On one level, this is a bit of geekery. We know very well what temperatures are doing today, and have a very detailed picture certainly through the 20th Century. That should suffice.
But giving policy-makers a more precise picture of how human-induced global warming has taken hold might better inform the targets they set.
Remember, the Paris agreement sought to maintain global average temperatures to "well below 2C above pre-industrial levels and to pursue efforts to limit the temperature increase to 1.5C above pre-industrial levels".
The most recent UK Met Office analysis indicates 2016 was "around 1.1C" above this 1850-1900 baseline.
But if this reference is wrongly set, and possibly now adjusted, it potentially changes how we view the policy targets.
Re-draw the baseline to a warmer or cooler starting point and it will take us either further away or closer to those targets.
As with all things climate, the issue is a complex one. 1720-1800 has the advantage that it encompasses a time in which fossil fuel use and industrial production was still nascent (James Watt patented his game-changing steam engine condenser in 1769).
And it also avoids some of the big natural impacts that can perturb the climate.
For example, the early 1800s are marked by some truly colossal volcanic eruptions, such as in 1809 (location unknown) and in 1815 (Tambora).
The ash and sulphur emissions from these volcanoes would have depressed global temperatures.
Likewise, if you go back much before 1720, you enter a period when the Sun was particularly inactive; there were remarkably few sunspots for instance (the so-called Maunder Minimum).

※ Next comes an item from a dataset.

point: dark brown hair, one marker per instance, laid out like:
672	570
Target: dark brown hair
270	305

This too would have damped global temperatures.
Most of the Frost Fairs on the London Thames occurred before 1720.
But that was one city in one part of the world. How do you go about establishing what temperatures were doing across the globe - which is what you need for a proper baseline?
1850-1900 was chosen precisely because there is a reasonable instrument record of climate worldwide.

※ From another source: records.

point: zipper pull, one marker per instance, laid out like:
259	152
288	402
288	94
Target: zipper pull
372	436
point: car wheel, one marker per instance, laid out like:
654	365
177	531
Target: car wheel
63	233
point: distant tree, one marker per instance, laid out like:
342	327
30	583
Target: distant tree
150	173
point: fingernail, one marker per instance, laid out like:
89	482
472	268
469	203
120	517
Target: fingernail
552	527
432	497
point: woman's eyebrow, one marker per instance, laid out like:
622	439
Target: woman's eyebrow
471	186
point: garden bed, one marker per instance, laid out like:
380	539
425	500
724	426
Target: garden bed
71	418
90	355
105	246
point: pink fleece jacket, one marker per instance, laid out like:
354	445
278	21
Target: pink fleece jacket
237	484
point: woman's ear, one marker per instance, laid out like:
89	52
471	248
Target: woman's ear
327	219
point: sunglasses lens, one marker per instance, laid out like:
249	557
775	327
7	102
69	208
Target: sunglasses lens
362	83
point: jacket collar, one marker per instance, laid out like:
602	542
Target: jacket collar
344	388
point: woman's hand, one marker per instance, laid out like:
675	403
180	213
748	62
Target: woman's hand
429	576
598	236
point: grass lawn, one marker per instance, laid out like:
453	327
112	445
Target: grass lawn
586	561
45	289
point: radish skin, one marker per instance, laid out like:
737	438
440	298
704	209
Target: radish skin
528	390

Go back into 1720-1800 and long-term temperature records become very sparse. There is a very good one for Central England (back to 1659), and a couple on the continent (Netherlands from 1706; and Central Europe from 1760).
Dr Hawkins' group used these, together with their understanding of how factors such as greenhouse gases influence the climate, and some modelling, to try to gauge what global temperatures were doing during 1720-1800 - to in essence see if conditions were warmer or cooler than for 1850-1900.
And in their assessment, they were likely cooler.
"We can assess that there has been a certain amount of temperature change from 1850-1900 up to now, and we think that amount is a lower limit on how much temperature (change) there has been since the true pre-industrial period," Dr Hawkins told BBC News.
But the Reading scientist cautions that the uncertainties make it impossible to say precisely how much additional warming there has been if you take 1720-1800 as a new starting point.
"In our paper, we give a broad range because of the uncertainties, but the difference is somewhere between minus 0.05C to plus 0.20C, and we're saying it's likely above zero."
You could narrow the uncertainties somewhat - for example, by rescuing the millions of 18th-and-19th-century temperature observations that currently sit in books around the world but have yet to be collated and digitised. Or you could simply abandon the notion of an 1850-1900 reference altogether and just use a modern comparison.
"This is an option that policy-makers might choose," said Dr Hawkins.
"We obviously have much better observations now and over the past few decades, and so the policy-makers may want to reframe the question. So instead of being, 'Can we keep to two degrees above pre-industrial?', it becomes 'Can we limit ourselves to an amount below, say, the last 20 years or so?'.
"We would be able to monitor progress far more accurately given that - but it is up to the policy-makers to decide whether that's appropriate or not."